Since then, more investments and jobs have been announced — including a massive $1.5 billion steel plant by Steel Dynamics that will employ some 600 workers. And in the solar arena, Solar Power World magazine lists more than a dozen U.S. companies where new facilities have been “started and/or expanded.”
After so much negative press, how is it that the tariffs are working so well?
Critics claim that tariffs will raise prices, which will hurt economic growth. However, the tariffs have been in place for almost a year now and “core inflation” remains low, at just 2.1 percent annually, as of October.
What’s happening is that, at each stage of production for various manufacturing sectors, intermediate producers appear to be absorbing the cost increases. In fact, the main upward pressure for inflation in the U.S. economy, according to the Bureau of Labor Statistics (BLS), is actually coming from energy and rising costs for housing. Tariffs have had no noticeable effect on the inflation picture.
Why have the tariffs been working so well? The Coalition for a Prosperous America (CPA) examined both the positive and negative impacts of tariffs on the U.S. economy. We found that the tariffs have added $9 billion to U.S. GDP this year.

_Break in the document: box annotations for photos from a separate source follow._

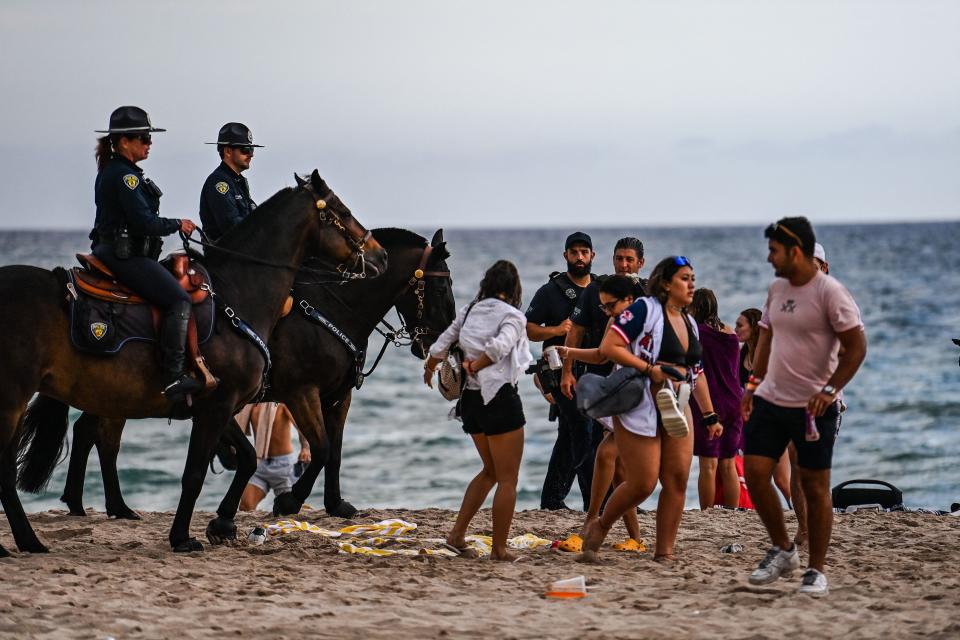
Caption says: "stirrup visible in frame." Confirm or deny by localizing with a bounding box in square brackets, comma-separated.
[163, 373, 203, 398]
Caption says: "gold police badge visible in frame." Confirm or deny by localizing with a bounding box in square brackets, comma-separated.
[90, 322, 107, 340]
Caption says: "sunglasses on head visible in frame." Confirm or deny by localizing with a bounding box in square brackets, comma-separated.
[767, 223, 803, 249]
[597, 298, 624, 316]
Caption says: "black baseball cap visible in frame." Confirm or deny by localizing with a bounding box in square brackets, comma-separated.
[563, 231, 593, 251]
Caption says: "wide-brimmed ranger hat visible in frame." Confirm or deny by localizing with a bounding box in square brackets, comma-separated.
[96, 106, 166, 133]
[204, 122, 263, 148]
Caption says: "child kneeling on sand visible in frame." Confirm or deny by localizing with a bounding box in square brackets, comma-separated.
[423, 260, 533, 560]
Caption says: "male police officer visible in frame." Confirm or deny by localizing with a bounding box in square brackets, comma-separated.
[200, 122, 262, 242]
[527, 231, 595, 510]
[560, 236, 647, 400]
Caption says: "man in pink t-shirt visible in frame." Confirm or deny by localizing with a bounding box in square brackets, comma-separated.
[742, 217, 867, 595]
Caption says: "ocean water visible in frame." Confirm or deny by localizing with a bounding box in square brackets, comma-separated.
[0, 223, 960, 511]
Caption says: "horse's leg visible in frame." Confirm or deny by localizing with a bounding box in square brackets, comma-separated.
[97, 418, 140, 520]
[207, 420, 257, 544]
[60, 413, 99, 516]
[273, 389, 330, 516]
[170, 403, 235, 552]
[323, 391, 357, 518]
[0, 446, 47, 553]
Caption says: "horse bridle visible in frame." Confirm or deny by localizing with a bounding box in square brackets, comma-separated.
[387, 244, 450, 354]
[303, 182, 373, 280]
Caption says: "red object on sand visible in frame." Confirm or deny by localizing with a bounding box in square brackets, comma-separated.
[713, 456, 753, 509]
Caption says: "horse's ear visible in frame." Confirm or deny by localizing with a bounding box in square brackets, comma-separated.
[310, 169, 330, 194]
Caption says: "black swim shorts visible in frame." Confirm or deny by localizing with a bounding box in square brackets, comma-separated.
[743, 396, 840, 469]
[460, 384, 527, 436]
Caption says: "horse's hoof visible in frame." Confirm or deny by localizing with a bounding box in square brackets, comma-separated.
[17, 540, 50, 553]
[107, 505, 143, 520]
[273, 491, 303, 516]
[326, 500, 358, 518]
[172, 538, 203, 553]
[207, 517, 237, 544]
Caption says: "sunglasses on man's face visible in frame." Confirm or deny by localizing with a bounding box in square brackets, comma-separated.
[597, 298, 625, 316]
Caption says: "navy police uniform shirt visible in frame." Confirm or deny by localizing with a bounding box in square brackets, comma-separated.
[200, 162, 257, 242]
[90, 155, 180, 247]
[570, 276, 647, 376]
[526, 273, 593, 348]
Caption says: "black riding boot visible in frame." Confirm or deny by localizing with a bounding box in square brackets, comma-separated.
[160, 302, 203, 398]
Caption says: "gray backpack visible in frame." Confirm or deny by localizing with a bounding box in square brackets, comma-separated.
[577, 367, 646, 420]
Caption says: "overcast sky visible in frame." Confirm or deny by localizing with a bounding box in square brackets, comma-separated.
[0, 0, 960, 229]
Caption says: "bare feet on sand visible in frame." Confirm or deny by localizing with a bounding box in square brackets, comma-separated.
[577, 518, 607, 563]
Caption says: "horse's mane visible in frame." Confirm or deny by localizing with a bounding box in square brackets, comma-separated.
[370, 227, 427, 249]
[217, 187, 296, 250]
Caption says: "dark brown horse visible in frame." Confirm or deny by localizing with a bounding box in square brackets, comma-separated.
[0, 171, 386, 554]
[52, 229, 456, 519]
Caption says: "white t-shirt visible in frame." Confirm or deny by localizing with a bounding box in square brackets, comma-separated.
[756, 271, 863, 407]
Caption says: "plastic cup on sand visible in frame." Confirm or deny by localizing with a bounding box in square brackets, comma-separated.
[546, 576, 587, 598]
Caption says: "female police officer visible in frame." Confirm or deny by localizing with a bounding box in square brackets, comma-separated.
[90, 106, 203, 398]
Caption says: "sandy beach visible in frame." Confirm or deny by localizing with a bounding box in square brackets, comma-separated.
[0, 509, 960, 639]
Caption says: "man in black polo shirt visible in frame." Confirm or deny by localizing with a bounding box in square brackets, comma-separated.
[560, 236, 647, 396]
[527, 231, 595, 511]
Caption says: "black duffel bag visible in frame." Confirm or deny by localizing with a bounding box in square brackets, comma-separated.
[577, 367, 646, 420]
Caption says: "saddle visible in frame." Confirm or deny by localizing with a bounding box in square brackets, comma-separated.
[67, 253, 217, 393]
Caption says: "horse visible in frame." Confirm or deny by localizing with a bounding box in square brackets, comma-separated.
[49, 229, 456, 519]
[0, 171, 387, 555]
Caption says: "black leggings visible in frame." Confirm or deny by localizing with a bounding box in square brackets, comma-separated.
[93, 245, 190, 309]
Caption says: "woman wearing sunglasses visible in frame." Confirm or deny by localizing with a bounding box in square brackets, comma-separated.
[581, 256, 723, 562]
[90, 106, 203, 398]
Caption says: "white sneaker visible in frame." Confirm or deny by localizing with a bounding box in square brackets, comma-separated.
[800, 569, 830, 596]
[657, 386, 690, 438]
[750, 545, 804, 584]
[677, 382, 690, 413]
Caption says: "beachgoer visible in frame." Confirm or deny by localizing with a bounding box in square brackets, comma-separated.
[423, 260, 533, 560]
[236, 402, 310, 511]
[690, 289, 743, 509]
[557, 275, 646, 552]
[526, 231, 595, 511]
[90, 106, 203, 399]
[581, 256, 723, 561]
[200, 122, 263, 242]
[742, 217, 867, 595]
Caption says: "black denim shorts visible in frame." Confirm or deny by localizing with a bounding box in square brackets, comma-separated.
[743, 396, 840, 469]
[460, 384, 527, 436]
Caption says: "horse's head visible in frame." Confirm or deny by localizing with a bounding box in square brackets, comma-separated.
[294, 169, 387, 279]
[395, 229, 457, 359]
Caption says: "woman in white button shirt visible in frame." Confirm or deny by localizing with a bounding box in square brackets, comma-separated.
[423, 260, 533, 561]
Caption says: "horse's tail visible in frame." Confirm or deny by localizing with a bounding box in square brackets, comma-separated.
[17, 395, 70, 493]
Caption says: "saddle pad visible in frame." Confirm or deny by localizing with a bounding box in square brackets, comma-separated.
[70, 293, 215, 355]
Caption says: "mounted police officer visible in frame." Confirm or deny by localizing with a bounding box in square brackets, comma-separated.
[200, 122, 263, 242]
[527, 231, 595, 511]
[90, 106, 203, 398]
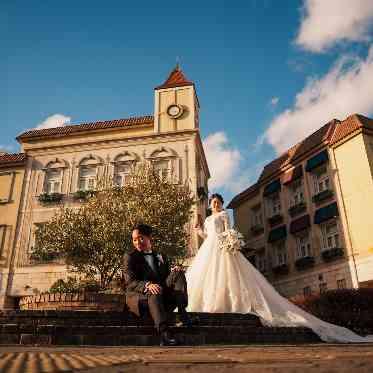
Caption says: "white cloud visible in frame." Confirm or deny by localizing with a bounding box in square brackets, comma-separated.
[269, 97, 280, 107]
[203, 132, 241, 190]
[296, 0, 373, 52]
[35, 114, 71, 130]
[265, 45, 373, 153]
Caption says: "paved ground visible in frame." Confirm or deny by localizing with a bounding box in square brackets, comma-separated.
[0, 344, 373, 373]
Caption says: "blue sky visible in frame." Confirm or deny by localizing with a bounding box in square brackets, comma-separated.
[0, 0, 373, 201]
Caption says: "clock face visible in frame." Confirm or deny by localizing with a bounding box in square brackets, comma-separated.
[167, 104, 184, 119]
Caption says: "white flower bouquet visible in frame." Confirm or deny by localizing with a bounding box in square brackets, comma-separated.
[218, 229, 245, 254]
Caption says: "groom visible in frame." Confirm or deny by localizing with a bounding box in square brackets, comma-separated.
[123, 224, 190, 346]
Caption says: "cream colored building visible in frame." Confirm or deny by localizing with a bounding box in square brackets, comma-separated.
[0, 67, 210, 306]
[228, 114, 373, 297]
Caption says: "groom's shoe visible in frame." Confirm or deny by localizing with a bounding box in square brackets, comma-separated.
[159, 330, 178, 346]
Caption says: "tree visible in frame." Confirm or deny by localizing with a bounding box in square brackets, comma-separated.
[31, 164, 194, 289]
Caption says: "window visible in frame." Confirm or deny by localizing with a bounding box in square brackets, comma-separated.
[114, 163, 131, 186]
[256, 251, 267, 273]
[267, 193, 281, 217]
[273, 241, 287, 266]
[337, 278, 347, 289]
[0, 225, 6, 257]
[319, 282, 328, 294]
[44, 168, 62, 194]
[296, 232, 311, 258]
[290, 179, 304, 206]
[313, 165, 330, 194]
[321, 220, 340, 250]
[79, 165, 97, 190]
[154, 159, 171, 179]
[251, 205, 263, 227]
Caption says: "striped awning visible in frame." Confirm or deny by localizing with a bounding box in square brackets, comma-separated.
[313, 202, 339, 224]
[290, 215, 311, 234]
[263, 179, 281, 196]
[268, 225, 287, 242]
[306, 150, 329, 172]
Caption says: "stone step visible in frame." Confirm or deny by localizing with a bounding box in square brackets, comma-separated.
[0, 325, 320, 346]
[0, 310, 261, 326]
[0, 310, 320, 346]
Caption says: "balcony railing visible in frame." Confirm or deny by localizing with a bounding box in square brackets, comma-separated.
[289, 202, 307, 217]
[312, 189, 334, 203]
[38, 193, 63, 204]
[295, 256, 315, 271]
[321, 247, 344, 262]
[272, 263, 289, 276]
[72, 190, 97, 201]
[268, 214, 284, 227]
[250, 224, 264, 236]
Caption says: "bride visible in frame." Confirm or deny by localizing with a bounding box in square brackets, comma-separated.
[186, 194, 373, 343]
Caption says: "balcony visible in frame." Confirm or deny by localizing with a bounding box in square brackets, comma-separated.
[272, 263, 289, 276]
[321, 247, 344, 262]
[250, 224, 264, 236]
[72, 190, 97, 202]
[312, 189, 334, 203]
[38, 193, 63, 205]
[288, 202, 307, 217]
[268, 214, 284, 227]
[295, 256, 315, 271]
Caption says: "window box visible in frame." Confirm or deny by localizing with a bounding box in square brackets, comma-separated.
[295, 256, 315, 270]
[321, 247, 344, 262]
[268, 214, 284, 227]
[272, 263, 289, 276]
[250, 224, 264, 236]
[73, 190, 96, 201]
[289, 202, 307, 217]
[312, 189, 334, 203]
[38, 193, 63, 204]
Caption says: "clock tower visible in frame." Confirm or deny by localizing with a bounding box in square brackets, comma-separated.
[154, 65, 199, 133]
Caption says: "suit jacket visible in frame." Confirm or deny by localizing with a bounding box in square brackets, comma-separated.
[123, 250, 170, 316]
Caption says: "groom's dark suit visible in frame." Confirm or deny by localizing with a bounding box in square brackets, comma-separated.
[123, 250, 188, 330]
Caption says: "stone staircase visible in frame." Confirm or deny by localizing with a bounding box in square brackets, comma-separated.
[0, 310, 320, 346]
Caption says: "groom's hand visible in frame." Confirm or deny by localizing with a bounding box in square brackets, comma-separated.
[146, 283, 162, 295]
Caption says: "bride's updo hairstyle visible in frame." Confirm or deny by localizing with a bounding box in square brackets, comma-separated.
[209, 193, 224, 205]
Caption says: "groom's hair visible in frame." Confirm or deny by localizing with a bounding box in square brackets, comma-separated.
[132, 224, 153, 237]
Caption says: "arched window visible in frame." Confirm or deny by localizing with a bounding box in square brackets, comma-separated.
[43, 158, 67, 194]
[149, 146, 180, 183]
[113, 151, 138, 186]
[78, 155, 101, 191]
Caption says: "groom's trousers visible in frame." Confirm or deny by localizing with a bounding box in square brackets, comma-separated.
[139, 271, 188, 332]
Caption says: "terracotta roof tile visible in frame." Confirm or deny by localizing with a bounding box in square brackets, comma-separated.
[155, 66, 194, 89]
[227, 183, 259, 209]
[330, 114, 373, 145]
[17, 115, 154, 140]
[0, 153, 26, 168]
[258, 119, 339, 183]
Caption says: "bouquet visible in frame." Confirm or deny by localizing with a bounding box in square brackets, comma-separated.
[218, 229, 245, 254]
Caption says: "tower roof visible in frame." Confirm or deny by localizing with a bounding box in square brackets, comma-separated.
[155, 64, 194, 89]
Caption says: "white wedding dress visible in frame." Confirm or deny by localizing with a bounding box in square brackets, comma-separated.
[186, 210, 373, 343]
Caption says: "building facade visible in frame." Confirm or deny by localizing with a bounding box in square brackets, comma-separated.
[1, 67, 210, 306]
[228, 114, 373, 297]
[0, 154, 26, 309]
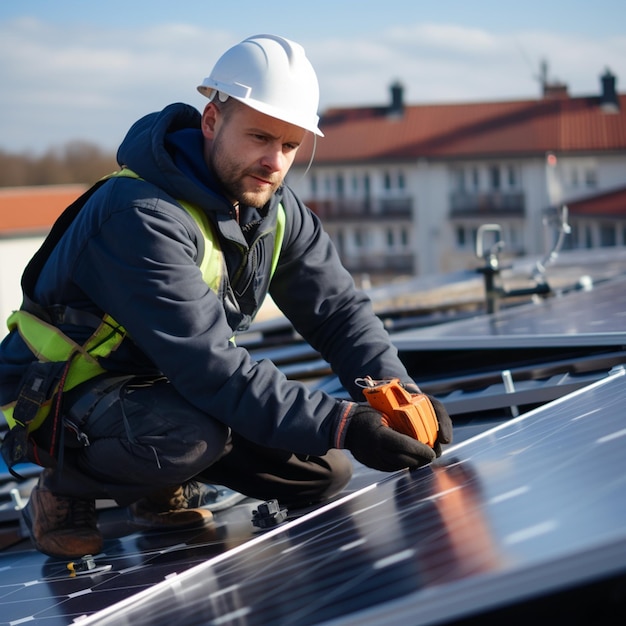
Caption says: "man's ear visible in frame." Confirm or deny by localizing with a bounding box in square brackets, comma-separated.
[201, 102, 220, 139]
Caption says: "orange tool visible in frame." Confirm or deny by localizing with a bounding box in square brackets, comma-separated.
[361, 377, 439, 448]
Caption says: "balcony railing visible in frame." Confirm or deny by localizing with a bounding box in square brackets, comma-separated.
[306, 197, 413, 221]
[450, 191, 525, 217]
[342, 252, 413, 273]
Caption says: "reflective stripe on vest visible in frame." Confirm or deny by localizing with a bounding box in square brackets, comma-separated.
[2, 311, 126, 431]
[0, 168, 285, 431]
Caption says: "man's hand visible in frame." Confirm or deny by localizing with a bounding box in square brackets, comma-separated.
[426, 394, 452, 456]
[345, 404, 434, 472]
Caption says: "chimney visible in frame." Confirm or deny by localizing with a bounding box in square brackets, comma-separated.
[387, 81, 404, 117]
[543, 81, 569, 100]
[600, 68, 619, 113]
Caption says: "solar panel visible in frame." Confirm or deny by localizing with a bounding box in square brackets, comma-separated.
[394, 279, 626, 350]
[81, 367, 626, 626]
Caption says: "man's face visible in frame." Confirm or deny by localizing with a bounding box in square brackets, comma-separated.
[202, 102, 306, 208]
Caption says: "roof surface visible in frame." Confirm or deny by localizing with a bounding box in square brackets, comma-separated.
[567, 187, 626, 217]
[298, 95, 626, 164]
[0, 185, 86, 235]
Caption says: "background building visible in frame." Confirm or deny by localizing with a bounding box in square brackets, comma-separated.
[289, 70, 626, 282]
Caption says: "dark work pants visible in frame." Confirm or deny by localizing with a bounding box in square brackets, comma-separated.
[35, 377, 352, 506]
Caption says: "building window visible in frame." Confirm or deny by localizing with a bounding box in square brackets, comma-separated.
[456, 226, 467, 248]
[450, 167, 465, 191]
[600, 224, 617, 248]
[335, 230, 344, 255]
[507, 165, 517, 189]
[585, 167, 598, 187]
[472, 167, 480, 191]
[335, 174, 345, 198]
[489, 165, 501, 190]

Hiring in the tariffed industries is carrying over to local supply chains and communities, boosting regional economic growth. Meanwhile the much-feared negative effects due to price increases have not happened.
The truth is that the U.S. economy has always been a domestically-driven economy. Exports account for only about 12 percent of U.S. GDP.
The great century of American economic growth — from 1870 to 1970 — was based entirely on making America’s workers prosperous enough to buy the very same goods they were producing. That is the secret to U.S. economic growth, and it’s happening again now.
In short, the tariffs are working. Some argue that tariffs are a “nationalist” policy. But the tariffs are not eliminating imports. Clearly, the U.S. will continue to import a wide swath of goods, but a stronger domestic manufacturing sector will mean a higher growth path for the nation as a whole.
Jeff Ferry is research director at the Coalition for a Prosperous America (CPA), a labor and manufacturing group that backs tariffs and currency moves.